In this example, like with the other random walks, the fitness of a particular location is shown by how light the grey colour is. This is randomly generated when the page loads.
Each (x, y) point in the square is a solution, and our goal is to find the best (lightest). We start in the centre and move a set distance at a random angle at each step. If the location is in our tabu list (once again, rounded to the nearest pixel) then we keep choosing new angles until we find a non-tabu location. Once we’ve moved to a new location, we add it to our tabu list, and we shift off an item from the start of the list if it’s over a certain length. Like the standard random walk, I’ve made the edges wrap around. Note that if you choose a step size of 1 then the trails will only be removed once they leave the tabu list. This allows the tabu areas to be seen (we couldn’t do this for larger step sizes, as it’s only the end points that are chosen, not the line in-between).
Clicking the box will start the search. The “Step size” tells the search how far to move from its current location when it takes a step; low values mean that not much of the space gets explored, high values mean that nearby solutions may get missed. The fittest solution found so far is marked in green.

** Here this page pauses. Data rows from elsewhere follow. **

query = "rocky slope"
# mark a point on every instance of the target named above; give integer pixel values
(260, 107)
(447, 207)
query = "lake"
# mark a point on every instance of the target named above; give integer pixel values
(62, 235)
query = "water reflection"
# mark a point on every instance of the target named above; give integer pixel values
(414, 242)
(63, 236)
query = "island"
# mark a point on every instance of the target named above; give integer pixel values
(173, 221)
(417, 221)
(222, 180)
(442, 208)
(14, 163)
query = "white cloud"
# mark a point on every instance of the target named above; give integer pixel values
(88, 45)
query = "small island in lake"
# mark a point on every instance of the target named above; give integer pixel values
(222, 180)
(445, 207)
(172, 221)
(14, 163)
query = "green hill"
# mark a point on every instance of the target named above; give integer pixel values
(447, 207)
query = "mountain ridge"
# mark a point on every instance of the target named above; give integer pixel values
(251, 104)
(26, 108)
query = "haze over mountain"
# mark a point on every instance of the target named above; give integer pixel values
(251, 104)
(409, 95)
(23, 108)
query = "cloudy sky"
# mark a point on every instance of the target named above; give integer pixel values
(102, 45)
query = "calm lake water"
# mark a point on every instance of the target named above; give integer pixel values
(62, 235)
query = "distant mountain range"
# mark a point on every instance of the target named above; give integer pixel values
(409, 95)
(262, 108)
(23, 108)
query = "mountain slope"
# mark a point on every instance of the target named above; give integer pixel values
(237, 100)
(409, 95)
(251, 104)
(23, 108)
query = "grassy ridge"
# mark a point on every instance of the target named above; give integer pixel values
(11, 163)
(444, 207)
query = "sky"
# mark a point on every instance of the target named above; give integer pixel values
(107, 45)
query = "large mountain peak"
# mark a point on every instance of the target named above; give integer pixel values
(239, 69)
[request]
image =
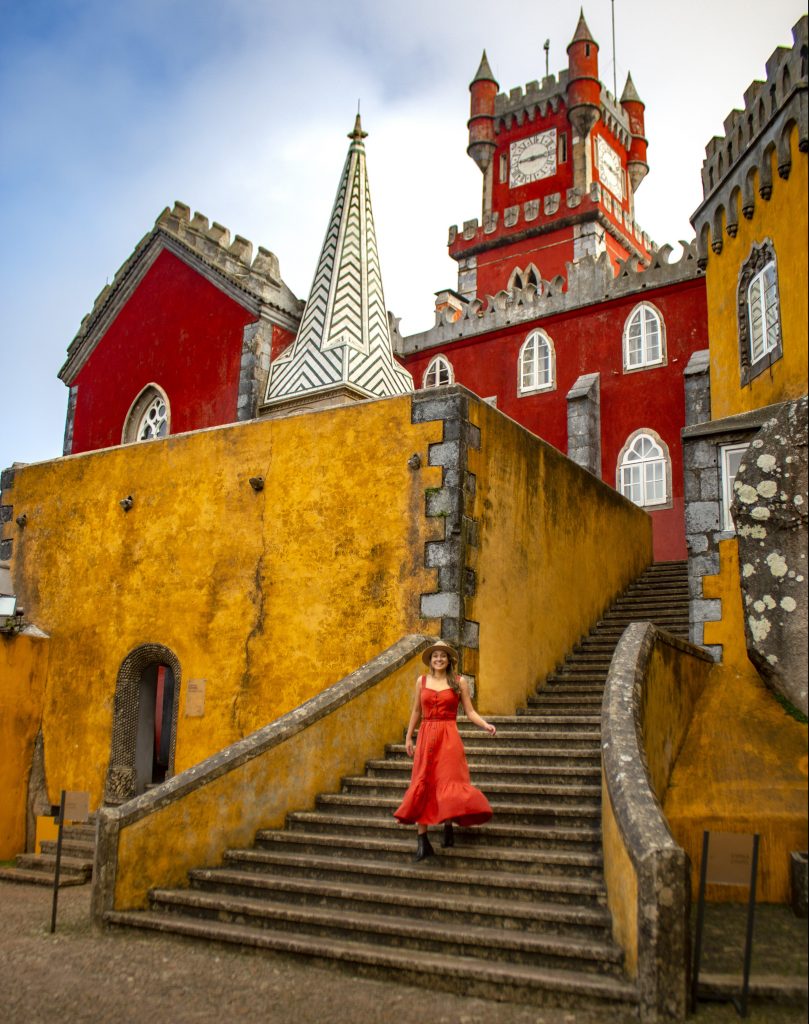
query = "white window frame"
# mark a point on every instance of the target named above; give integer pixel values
(533, 379)
(726, 453)
(133, 421)
(662, 461)
(437, 366)
(644, 312)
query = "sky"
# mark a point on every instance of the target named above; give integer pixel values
(111, 110)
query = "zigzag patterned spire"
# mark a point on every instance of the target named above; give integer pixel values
(344, 339)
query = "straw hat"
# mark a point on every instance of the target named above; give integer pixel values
(451, 652)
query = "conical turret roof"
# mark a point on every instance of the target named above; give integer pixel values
(343, 343)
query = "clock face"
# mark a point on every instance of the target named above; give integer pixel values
(533, 158)
(609, 168)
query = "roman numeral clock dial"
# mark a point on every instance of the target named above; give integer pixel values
(533, 158)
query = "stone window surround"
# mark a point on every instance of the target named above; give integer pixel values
(138, 408)
(551, 383)
(645, 365)
(761, 254)
(668, 501)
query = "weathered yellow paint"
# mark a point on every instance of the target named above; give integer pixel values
(24, 662)
(556, 546)
(195, 830)
(782, 219)
(622, 885)
(267, 596)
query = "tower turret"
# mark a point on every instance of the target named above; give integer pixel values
(636, 158)
(482, 88)
(584, 89)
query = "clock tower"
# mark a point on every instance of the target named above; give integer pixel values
(561, 161)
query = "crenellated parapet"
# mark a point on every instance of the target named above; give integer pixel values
(254, 281)
(589, 281)
(737, 168)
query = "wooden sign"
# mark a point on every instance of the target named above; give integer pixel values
(729, 859)
(77, 806)
(195, 698)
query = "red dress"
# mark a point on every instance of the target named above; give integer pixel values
(439, 788)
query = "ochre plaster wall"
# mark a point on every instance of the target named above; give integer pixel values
(743, 764)
(24, 663)
(266, 596)
(195, 830)
(555, 546)
(783, 220)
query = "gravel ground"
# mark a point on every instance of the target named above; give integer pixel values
(80, 975)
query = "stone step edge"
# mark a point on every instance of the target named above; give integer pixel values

Whilst tabu search is a very simple search algorithm, its results end up depending on the particular problem it’s given. This is because tabu search is a “local search” method, which means it can’t effectively exploit the whole potential of the search space; if will prefer reasonable solutions that are nearby to excellent solutions that are far away. However, for simple problems where there’s an obvious path to the good solutions, tabu search can do well (especially when augmenting a more sophisticated algorithm like hill climbing, rather than a naive random walk).